Le réalisateur de District 9 nous plonge dans un monde futur sinistre où les nantis ont quitté la Terre pour une station spatiale paradisiaque…
ELYSIUM
2013 – USA
Réalisé par Neil Blomkamp
Avec Matt Damon, Jodie Foster, Sharlto Copley, William Fichtner, Alice Barga, Diego Luna, Brandon Auret, Carly Pope, Michael Shanks, Christina Cox
THEMA FUTUR
District 9 ayant fait l’effet d’une bombe dans le milieu du cinéma de science-fiction, Neil Blomkamp, jusqu’alors parfaitement inconnu, devint soudain un réalisateur à suivre de très près. Deux ans après ce premier long-métrage, le cinéaste d’origine sud-africaine fait le tour des studios hollywoodiens avec un nouveau projet baptisé Elysium. Son scénario, ses nombreux dessins de préproduction et son enthousiasme parviennent sans mal à convaincre Sony Pictures.
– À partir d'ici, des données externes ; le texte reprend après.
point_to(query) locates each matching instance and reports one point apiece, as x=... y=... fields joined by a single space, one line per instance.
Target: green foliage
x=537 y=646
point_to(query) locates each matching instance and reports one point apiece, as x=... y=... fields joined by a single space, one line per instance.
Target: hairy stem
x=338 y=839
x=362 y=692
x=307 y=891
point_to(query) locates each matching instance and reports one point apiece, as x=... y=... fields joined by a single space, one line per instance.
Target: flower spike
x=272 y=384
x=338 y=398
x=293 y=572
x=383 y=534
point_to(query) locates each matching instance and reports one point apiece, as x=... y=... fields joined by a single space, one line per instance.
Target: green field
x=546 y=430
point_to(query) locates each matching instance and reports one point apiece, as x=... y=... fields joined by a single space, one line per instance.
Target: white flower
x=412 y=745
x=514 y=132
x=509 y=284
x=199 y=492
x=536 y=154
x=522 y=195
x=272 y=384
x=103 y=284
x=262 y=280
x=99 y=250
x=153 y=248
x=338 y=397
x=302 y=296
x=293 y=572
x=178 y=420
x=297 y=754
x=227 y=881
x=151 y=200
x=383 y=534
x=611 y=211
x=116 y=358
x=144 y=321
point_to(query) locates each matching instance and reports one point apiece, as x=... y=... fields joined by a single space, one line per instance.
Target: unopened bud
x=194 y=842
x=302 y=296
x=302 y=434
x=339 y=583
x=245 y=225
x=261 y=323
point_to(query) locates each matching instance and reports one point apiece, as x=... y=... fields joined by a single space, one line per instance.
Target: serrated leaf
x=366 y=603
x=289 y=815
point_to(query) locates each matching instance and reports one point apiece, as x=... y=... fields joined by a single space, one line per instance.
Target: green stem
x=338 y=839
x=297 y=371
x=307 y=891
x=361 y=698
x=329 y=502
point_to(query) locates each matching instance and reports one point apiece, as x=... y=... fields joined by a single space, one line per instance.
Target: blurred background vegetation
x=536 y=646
Avec à sa disposition un budget de 115 millions de dollars et deux superstars (Matt Damon et Jodie Foster), Blomkamp tient malgré tout à conserver son style et sa personnalité. Comme District 9, Elysium est donc un film de science-fiction intégrant un discours social et politique radical et combinant de manière ultra-réaliste des prises de vues souvent accidentées (façon « cinéma-vérité ») et des effets visuels numériques haut de gamme. L’intrigue se situe dans le Los Angeles de 2154. La Terre s’est transformée en une sorte de décharge publique à ciel ouvert où erre la majorité de la population, vivotant comme elle peut, bien en-dessous du seuil de pauvreté. Par souci de réalisme, toutes ces séquences sont tournées dans un quartier pauvre d’Iztapalapa, en périphérie de Mexico. Les nantis, eux, ont élu domicile dans une station spatiale en orbite au-dessus de la Terre, Elysium, que Blomkamp reconstitue en studio à Vancouver et dans la riche banlieue mexicaine de Huixquilucan-Interlomas.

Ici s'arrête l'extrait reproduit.